First I will explain what I am trying to do.
I have a number of tests (executables and scripts) which run on
resources downloaded via HTTP, FTP etc. Some of these tests are third
party compiled executables which would be problematic to change. The
resources can potentially be any type of file and have different file
extensions. Some URLs for these files have query strings. Tests can
download resources in any order, there is no way to tell which test will
download any given file first. I have no control at all over the
resources tested. The tests run on a server which is used for nothing
else but running these tests (no human web browsing). It is imperative
that all tests are run on identical files for each URL. If the file
changes the tests will be inconsistent.
Therefore it is imperative that all files be cached regardless of
anything. I would like to use Squid for this caching. The only things
that should not be cached are HTTP response codes Internal Error 500,
Service temporarily overloaded 502 and suchlike, where it is better to
have some tests run rather than none in the case of a temporary server
error. I guess it would be to much to ask to be able to cache over HTTPS.

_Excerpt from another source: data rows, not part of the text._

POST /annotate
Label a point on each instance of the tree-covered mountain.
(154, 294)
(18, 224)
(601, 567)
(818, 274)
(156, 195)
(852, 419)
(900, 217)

I have tried to configure Squid 2.7.Stable9 to achieve caching of
everything regardless. These are the changes made to the default
configuration file supplied with the default distribution on Ubuntu
Server 10.10:
< # http_access deny all
> http_access allow all
< # hierarchy_stoplist cgi-bin ?
> hierarchy_stoplist never_direct
< refresh_pattern ^ftp: 1440 100% 10080
< refresh_pattern ^gopher: 1440 100% 1440
< #refresh_pattern -i (/cgi-bin/|\?) 0 0% 0
< #refresh_pattern (Release|Package(.gz)*)$ 0 20% 2880
< # example line deb packages
< #refresh_pattern (\.deb|\.udeb)$ 129600 100% 129600
< refresh_pattern . 1440 100% 4320
> refresh_pattern .* 1440 100% 4320 ignore-no-cache ignore-private
ignore-auth override-expire reload-into-ims
With these settings and a fully primed cache I still get entries like
this in my access.log file:
1303398515.769 120 192.168.1.8 TCP_MISS/200 7174 GET
http://domain.com/resource.php - DIRECT/83.223.106.8 text/html
1303398524.140 80 192.168.1.8 TCP_MISS/200 521 HEAD
http://domain.com/resource.php - DIRECT/83.223.106.8 text/html
1303398524.536 118 192.168.1.8 TCP_MISS/200 7174 GET
http://domain.com/resource.php - DIRECT/83.223.106.8 text/html
1303398532.671 118 192.168.1.8 TCP_MISS/200 7174 GET
http://domain.com/resource.php - DIRECT/83.223.106.8 text/html
Also even with an URL containing a “?” (even for an HTML file which
otherwise caches) I get :
1303398589.824 98 192.168.1.8 TCP_MISS/200 440 HEAD
http://domain.com/resource.html? - DIRECT/83.223.106.8 text/html
1303398590.117 141 192.168.1.8 TCP_MISS/200 2665 GET
http://domain.com/resource.html? - DIRECT/83.223.106.8 text/html
Can anybody advise if it is possible to achieve what I intend with
changes to configuration only or can somebody point my to a starting
point where I can change Squid source code?